Traditional 39 dimensional MFCC acoustic features (12 cepstral coefficients, absolute energy, and first and second order derivatives) were computed from each of the signal frames within the phoneme segments. Before extraction, each feature dimension was normalized to the range [−1,1] to improve the convergence behavior of our LDM training. A total of 40 phonemes are used for acoustic modeling, so there are 40 LDM classifiers in the hybrid decoder.

The scale factor for combining HMM and LDM scores is shown in Table 1. We see that performance varies slightly with changes in LDM_Scale. It is not surprising that the variation is small, since the HMM-based segmentations play an important role in the overall combination of the two scores. Segmentation is an important part of the recognition process, and generally if segmentation is correct, recognition performance is high. The N-best rescoring process is intimately dependent on the HMM process. A better alternative would be to embed LDM in the first pass of the recognition system, but that is the subject of future research.

Table 1 Experimental tuning of the scale factor combining LDM and HMM scores resulted in small improvements in performance

The evaluation results for the clean dataset and six noisy evaluation sets are presented in Table 2. The results for the hybrid HMM/LDM decoder for the condition labeled “Clean,” which represents matched training and testing in a noise-free environment, are encouraging. The hybrid HMM/LDM system achieves an 11.6 % WER which represents a 12.8 % relative WER reduction compared to a comparably configured HMM baseline. The hybrid decoder also achieves 13.2 % relative WER reduction for the babble noise evaluation dataset, and smaller improvements for a majority of the other conditions, which represent mismatched training and evaluation conditions. The overall results are promising given that the segmentations have not been optimized for the LDM system and confirms LDM’s capability to model speech dynamics in a manner that is complementary to a traditional HMM.

Table 2 Experimental results for the hybrid HMM/LDM system are compared to a conventional HMM system. Substantial improvements were obtained on the clean and babble noise conditions

5 Summary

In this paper, we proposed a hybrid framework to integrate LDMs within the framework of an HMM for large vocabulary continuous speech recognition tasks. The theoretical foundation of the linear dynamic model is discussed and an EM-based training paradigm is introduced. The hybrid decoder architecture is an off-line processing mechanism and is bootstrapped using a baseline HMM system. Several issues related to applying an LDM in a hybrid system have been addressed: modifications to the HMM system; implementation of the N-best list generation; and development of an N-best rescoring paradigm using HMM and LDM score fusion. Results on the Aurora-4 Corpus are encouraging.

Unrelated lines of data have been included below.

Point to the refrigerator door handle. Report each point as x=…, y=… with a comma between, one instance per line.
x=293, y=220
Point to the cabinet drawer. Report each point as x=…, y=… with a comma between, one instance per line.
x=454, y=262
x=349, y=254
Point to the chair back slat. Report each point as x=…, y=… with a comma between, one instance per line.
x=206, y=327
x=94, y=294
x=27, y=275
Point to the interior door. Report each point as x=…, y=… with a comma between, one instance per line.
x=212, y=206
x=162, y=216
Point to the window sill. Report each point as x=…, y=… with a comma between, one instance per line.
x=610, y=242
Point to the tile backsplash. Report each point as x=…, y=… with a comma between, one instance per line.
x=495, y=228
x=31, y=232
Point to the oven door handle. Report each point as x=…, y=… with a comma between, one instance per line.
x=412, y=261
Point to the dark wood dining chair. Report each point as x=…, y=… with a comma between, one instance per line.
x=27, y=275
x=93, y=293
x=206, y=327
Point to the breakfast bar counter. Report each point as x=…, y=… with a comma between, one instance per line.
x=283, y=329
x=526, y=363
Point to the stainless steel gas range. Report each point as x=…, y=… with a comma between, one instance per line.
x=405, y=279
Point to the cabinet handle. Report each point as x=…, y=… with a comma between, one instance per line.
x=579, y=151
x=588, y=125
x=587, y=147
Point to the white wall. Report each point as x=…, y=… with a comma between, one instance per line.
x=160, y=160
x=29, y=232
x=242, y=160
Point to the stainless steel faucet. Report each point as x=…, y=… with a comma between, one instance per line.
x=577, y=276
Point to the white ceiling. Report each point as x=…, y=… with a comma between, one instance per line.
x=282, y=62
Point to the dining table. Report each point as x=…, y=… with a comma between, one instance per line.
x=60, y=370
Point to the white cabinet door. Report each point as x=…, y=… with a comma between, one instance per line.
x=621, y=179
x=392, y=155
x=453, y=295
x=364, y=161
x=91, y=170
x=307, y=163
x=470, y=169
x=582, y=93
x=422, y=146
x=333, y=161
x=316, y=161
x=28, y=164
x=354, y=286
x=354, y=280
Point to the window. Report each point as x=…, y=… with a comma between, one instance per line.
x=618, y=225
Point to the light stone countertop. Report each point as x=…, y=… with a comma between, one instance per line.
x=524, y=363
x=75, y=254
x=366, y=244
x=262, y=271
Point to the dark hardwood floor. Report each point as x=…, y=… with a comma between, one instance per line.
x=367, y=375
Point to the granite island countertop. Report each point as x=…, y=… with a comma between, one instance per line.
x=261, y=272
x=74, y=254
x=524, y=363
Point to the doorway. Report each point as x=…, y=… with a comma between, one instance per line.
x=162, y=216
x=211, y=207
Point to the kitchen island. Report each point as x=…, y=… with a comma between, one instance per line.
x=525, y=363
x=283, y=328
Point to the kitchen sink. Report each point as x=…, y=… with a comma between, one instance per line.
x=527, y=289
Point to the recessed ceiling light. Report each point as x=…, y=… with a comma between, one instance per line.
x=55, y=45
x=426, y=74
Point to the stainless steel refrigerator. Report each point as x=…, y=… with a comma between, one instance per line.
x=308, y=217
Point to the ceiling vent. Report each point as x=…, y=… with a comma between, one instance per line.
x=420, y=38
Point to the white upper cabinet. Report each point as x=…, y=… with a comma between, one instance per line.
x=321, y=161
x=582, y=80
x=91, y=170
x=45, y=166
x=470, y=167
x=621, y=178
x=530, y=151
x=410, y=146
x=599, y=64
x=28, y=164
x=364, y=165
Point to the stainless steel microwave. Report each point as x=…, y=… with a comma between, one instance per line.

In this work, the LDM postprocesses segmentations derived from the first pass of an HMM-based recognition. It is well known that segmentation plays a major role in high performance speech recognition systems. Future work will be focused on closely integrating the LDM into the core search loop of a speech recognizer, providing acoustic scores at the frame level that can be directly integrated into the Viterbi search, alleviating the need to do N-best rescoring. This would allow a deeper analysis of the utterance and improve performance beyond that achievable with N-best rescoring and fixed segmentations.